Question

Let $A(-1,0)$ and $B(2,0)$ be two points. A point $M$ moves in the plane in such a way that $\angle MBA=2\angle MAB$. Then the point $M$ moves along

• A. A straight line
• B. A parabola
• C. An ellipse
• D. A hyperbola

Answer 1

The correct option is D A hyperbola

We know that $\angle MBA=2\angle MAB$
Also $\tan \theta =\left|\frac{m_2-m_1}{1+m_1\cdot m_2}\right|$ where $m_1$ and $m_2$ are the slopes of two lines and $\theta$ is the angle between the two lines.
Let the coordinates of M be $(h,k)$
Slope of AM $=\frac{k-0}{h+1}=\frac{k}{h+1}$
Slope of AB $=\frac{0-0}{2+1}=0$
Slope of BM $=\frac{k-0}{h-2}=\frac{k}{h-2}$
$\tan \left(\angle MAB\right)=\left|\frac{0-\frac{k}{h+1}}{1}\right|=\pm \frac{k}{h+1}$

$\tan \left(\angle MBA\right)=\left|\frac{0-\frac{k}{h-2}}{1}\right|=\pm \frac{k}{h-2}$
Since $\angle MBA=2\angle MAB$
And we know that $\tan 2\theta =\frac{2\tan \theta }{1-{\tan }^2\theta }$

If $\tan \left(\angle MAB\right)=\frac{k}{h+1}$ and $\tan \left(\angle MBA\right)=\frac{k}{h-2}$
Therefore $\frac{k}{h-2}=\frac{2k(h+1)}{(h+1{)}^2-k^2}$
$(h+1{)}^2-k^2=2(h+1\left)\right(h-2)$
$h^2+2h+1-k^2=2h^2-2h-4$
$h^2-4h-5+k^2=0$
$(h-2{)}^2+k^2=9$
The above equation represents a circle with center $(2,0)$ and radius $3$.

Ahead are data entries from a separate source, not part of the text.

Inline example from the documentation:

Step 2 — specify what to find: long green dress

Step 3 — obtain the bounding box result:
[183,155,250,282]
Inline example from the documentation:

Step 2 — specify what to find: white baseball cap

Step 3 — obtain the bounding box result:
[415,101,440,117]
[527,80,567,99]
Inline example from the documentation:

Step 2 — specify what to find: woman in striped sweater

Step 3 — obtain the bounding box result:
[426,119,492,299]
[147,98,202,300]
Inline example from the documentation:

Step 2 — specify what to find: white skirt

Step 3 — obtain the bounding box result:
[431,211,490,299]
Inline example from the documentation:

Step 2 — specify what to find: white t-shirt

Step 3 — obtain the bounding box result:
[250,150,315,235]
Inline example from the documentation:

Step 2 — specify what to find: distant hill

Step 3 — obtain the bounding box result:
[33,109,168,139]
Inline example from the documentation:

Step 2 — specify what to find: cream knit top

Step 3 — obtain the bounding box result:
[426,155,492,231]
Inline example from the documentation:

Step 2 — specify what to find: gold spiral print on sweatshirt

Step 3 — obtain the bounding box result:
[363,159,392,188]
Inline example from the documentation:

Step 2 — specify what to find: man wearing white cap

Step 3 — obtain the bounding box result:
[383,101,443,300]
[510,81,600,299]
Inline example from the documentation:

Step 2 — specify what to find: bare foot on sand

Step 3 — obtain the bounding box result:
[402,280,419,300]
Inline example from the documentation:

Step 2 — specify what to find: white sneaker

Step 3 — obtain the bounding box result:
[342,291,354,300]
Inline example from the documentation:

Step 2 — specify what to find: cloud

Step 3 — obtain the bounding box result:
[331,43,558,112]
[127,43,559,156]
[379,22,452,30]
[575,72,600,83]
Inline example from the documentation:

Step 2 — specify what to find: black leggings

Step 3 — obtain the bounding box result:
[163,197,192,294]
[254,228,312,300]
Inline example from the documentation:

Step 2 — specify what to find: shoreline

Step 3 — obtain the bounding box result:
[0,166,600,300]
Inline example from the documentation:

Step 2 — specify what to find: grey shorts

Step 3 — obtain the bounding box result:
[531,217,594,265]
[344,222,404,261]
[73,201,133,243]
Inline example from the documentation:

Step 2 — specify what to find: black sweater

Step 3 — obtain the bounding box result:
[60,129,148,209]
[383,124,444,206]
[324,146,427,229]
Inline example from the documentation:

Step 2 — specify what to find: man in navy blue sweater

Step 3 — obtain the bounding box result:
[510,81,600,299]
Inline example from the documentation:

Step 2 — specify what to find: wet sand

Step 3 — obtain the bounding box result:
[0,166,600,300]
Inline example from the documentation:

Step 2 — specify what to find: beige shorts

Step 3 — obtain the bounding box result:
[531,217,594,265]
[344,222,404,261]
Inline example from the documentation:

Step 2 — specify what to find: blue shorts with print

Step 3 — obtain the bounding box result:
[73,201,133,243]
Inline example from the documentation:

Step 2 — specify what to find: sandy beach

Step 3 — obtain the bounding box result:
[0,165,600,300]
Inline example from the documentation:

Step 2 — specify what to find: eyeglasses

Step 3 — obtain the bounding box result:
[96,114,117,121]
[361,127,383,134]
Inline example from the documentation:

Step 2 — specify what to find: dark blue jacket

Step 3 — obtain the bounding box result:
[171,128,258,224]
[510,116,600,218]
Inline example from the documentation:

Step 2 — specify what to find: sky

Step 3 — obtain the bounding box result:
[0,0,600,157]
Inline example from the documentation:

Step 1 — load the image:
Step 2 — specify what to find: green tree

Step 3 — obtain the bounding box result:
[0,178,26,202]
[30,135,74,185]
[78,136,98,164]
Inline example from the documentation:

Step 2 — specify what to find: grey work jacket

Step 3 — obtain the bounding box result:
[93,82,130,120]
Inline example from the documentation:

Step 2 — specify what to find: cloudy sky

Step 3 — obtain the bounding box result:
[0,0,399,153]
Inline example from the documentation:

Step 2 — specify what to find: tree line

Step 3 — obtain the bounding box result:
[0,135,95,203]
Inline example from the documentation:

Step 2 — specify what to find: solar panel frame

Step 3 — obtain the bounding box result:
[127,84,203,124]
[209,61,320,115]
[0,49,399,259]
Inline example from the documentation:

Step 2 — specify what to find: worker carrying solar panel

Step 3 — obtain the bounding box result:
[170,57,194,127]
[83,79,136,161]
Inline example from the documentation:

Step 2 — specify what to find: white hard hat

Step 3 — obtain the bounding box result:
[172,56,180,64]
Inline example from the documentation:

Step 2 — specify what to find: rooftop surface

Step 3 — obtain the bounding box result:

Which is not possible as $M$ will be fixed. So, it does not move.

If $\tan \left(\angle MAB\right)=-\frac{k}{h+1}$ and $\tan \left(\angle MBA\right)=\frac{k}{h-2}$

Or

If $\tan \left(\angle MAB\right)=\frac{k}{h+1}$ and $\tan \left(\angle MBA\right)=-\frac{k}{h-2}$

Therefore $-\frac{k}{h-2}=\frac{2k(h+1)}{(h+1{)}^2-k^2}$
$-\left\{\right(h+1{)}^2-k^2\}=2(h+1\left)\right(h-2)$
$-h^2-2h-1+k^2=2h^2-2h-4$
$3h^2-k^2=3$
$\frac{h^2}{1}-\frac{k^2}{3}=1$

This represents a hyperbola.